= VIP Noche =

Spanish game show

VIP Noche was a popular 1990s game show in the Spanish Telecinco network, originally presented by the Spanish TV producer Emilio Aragón. In the show, the Spanish version of Hollywood Squares, national stars and comedians were seated in a vertical Tic-tac-toe boardgame, and they had to face questions from the anchorman, without being able to see the whole picture of the game. The first team in completing a line won the game.

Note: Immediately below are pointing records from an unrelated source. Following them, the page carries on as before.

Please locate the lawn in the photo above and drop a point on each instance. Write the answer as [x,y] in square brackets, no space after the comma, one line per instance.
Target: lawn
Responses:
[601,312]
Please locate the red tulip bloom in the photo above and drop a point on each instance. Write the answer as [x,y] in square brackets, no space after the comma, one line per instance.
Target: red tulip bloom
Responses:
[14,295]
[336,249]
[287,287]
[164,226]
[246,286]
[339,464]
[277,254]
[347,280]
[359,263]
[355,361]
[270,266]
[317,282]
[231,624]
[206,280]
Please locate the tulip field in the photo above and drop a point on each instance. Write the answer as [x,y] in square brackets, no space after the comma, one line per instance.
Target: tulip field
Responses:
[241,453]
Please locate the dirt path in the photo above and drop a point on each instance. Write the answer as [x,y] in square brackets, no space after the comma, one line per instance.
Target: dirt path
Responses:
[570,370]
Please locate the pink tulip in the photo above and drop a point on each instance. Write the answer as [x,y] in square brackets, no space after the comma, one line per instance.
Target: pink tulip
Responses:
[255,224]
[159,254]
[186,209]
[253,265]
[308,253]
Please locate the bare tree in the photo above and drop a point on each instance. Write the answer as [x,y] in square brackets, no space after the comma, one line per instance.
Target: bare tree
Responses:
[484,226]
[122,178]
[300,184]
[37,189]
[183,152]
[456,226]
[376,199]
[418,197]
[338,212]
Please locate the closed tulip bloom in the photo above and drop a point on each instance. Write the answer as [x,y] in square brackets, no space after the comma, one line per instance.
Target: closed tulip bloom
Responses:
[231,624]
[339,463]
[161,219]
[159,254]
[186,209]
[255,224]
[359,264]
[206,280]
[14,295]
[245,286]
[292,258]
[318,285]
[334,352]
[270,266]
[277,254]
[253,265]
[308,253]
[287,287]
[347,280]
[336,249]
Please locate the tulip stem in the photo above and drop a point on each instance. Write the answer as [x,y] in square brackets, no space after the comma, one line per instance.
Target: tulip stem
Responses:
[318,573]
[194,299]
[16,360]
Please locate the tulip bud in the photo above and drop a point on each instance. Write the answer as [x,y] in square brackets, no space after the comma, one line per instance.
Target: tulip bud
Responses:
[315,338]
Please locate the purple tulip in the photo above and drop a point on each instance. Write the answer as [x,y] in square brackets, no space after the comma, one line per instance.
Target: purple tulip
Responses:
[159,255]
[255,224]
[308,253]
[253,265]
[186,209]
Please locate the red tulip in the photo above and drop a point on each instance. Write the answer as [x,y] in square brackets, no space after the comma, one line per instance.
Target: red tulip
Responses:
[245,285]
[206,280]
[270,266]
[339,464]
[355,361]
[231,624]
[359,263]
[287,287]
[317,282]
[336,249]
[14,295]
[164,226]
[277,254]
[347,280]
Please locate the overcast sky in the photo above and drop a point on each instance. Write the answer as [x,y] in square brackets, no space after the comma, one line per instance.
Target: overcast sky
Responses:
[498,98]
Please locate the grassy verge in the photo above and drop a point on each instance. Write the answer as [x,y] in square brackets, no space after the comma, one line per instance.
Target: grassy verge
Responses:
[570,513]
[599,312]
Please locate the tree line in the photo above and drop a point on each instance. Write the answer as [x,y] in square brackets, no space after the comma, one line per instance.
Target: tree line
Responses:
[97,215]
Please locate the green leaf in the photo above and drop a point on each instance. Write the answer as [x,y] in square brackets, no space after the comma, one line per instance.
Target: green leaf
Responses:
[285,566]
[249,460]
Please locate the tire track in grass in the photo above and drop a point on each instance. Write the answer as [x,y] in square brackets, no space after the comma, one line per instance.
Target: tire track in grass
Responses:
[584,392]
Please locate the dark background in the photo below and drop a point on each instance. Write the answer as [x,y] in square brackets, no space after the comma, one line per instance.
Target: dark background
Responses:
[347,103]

In 1991, Thalía arrived in Spain and was signed as anchor and singer in VIP Noche, the variety show that was the emblem and most viewed of the original Telecinco. There she had Emilio Aragón as his partner, and they dominated the evenings’ ratings. The presence of Thalia in VIP is well remembered, and during the six months in which she was at the forefront of the space she was a magnet to attract the audience. During her participation, she sang songs from her repertoire, and starred in numerous musical versions of well-known songs, ranging from “New York, New York”, Karina's “Las flechas del amor” and Los Brincos’ “Un sorbito de champagne” to Grease, Marilyn Monroe and 'Pretty Woman' from Roy Orbison.

The program also featured a dancing group called "Las Cacao Maravillao", a group of young women wearing colorful and revealing clothes with a catchy song supposedly promoting a fictional chocolate product.

Due to the success in its native country, Telecinco remade a version for kids (VIP Guay).